Рация была спрятана в телеге под соломой. Они сидели впереди. А позади торчали пять цинковых бидонов с молоком, раздобытых кем-то в селе по приказу Дмитра. Говорили о последних боях партизан, старались угадать, когда и как появятся наши, представляли себе, какая это будет радость и что они тогда станут делать. Юрко сразу пойдет в армию, а Катя должна учиться. Правда, Катя предпочла бы заняться чем-нибудь более существенным, нужным для фронта. А потом кончится война, все войдет в свою колею. Гостеприимно откроет двери отремонтированная школа. Только, наверное, уже не для них. Подрастут другие, помоложе. А для них школой стала сама жизнь. Многим таким юным искалечили, сломали жизнь фашисты. Не дали учиться, силой увезли в Германию. А жизнь идет своим чередом. Еще предстоит многое. Но это будет уже другое время. За одну парту с малышами не сядешь.

Но место свое в жизни всегда найдешь, лишь бы наши скорее пришли. Тогда все пути будут открыты. Например, в техникум. Там даже до тридцати пяти можно. Цифра эта кажется им пределом старости. Катя представляет себе Юрка тридцатипятилетним учеником и смеется.

Потом вспоминали о том, что было перед войной. Как построили в их селе большие, видневшиеся издалека мастерские МТС, как начали сооружать электростанцию, но помешала война. Кате казалось, что понадобятся многие-многие годы, чтобы восстановить все разрушенное фашистами. Юрко смотрел на будущее веселее. Он обещал за два-три года построить электростанцию и осветить целый район.

 Фашистов работать заставим,  говорил он увлеченно.  Смотреть на них, что ли? Все нам вернут. Сами принесут.

Казалось, им везло. Проехали уже больше половины дороги. На околице какого-то села в пруду напоили лошадей, накормили их. Дали им отдохнуть и направились дальше.

Солнце давно уже клонилось к западу. Зной спадал. Впереди, вырастая из-за холмов, показался лес. До него еще километра три, потом около пяти надо проехать лесом, а там уже Качуринцы.

 Приедем к закату солнца,  сказал Юрко и внезапно умолк. Потянулся вперед, напряженно вглядываясь в дорогу.

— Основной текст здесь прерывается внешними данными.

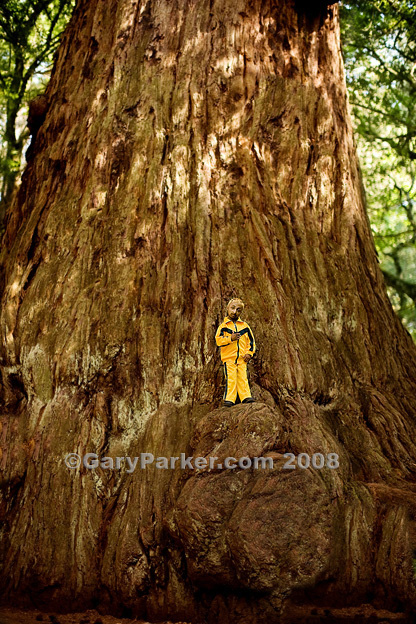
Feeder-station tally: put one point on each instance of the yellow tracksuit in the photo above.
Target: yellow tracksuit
(232, 353)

Там неожиданно появилась группа людей. Шла от леса им навстречу. Кто  не разберешь. Но видно, что все вооружены. Торчат за плечами дула винтовок. Катя побледнела и крепко сжала локоть Юрка. Юноша почувствовал, как у него что-то оборвалось внутри. Но сразу взял себя в руки. Не то чтобы успокоился, а словно окаменел.

 Спокойно!  сказал он Кате и неторопливо стал свертывать цигарку. Бумага рвалась, махорка рассыпалась. Юрко разозлился и от этого почувствовал себя увереннее. Катя по-прежнему держала его за локоть. Юрко говорил:

 Подъедем ближе  переставляй бидоны. Ни на что не обращай внимания. Не бойся.

Группа приближалась. Юрко и раньше был уверен, а теперь убедился окончательно; увидев, похолодел. Их было пятеро. Три немца и два полицая в синей форме. Казалось, что время тянется нестерпимо медленно, что лучше не смотреть  скорее пронесет. «Пронесет или не пронесет?»  вертелось в голове. Если будут обыскивать  выход один. Юрко достал из кармана пистолет и положил его в солому под себя. Начнут копаться в телеге  будет бить сверху в упор. Там уже все равно.

 А ты при первом выстреле хлестни по лошадям,  велел Кате.  Не растеряешься?

 Я думаю, нет

 Ну вот Не «я думаю», а так и сделай.

Сжал ее руку, подбодряя, словно хотел передать свои силы.

Катя начала переставлять бидоны. Он оглядывался, смотрел по сторонам, в землю, на спины лошадей, только не на тех

Когда прозвучало первое «хальт», Юрко, внимательно глядя на свои руки, все еще крутил цигарку.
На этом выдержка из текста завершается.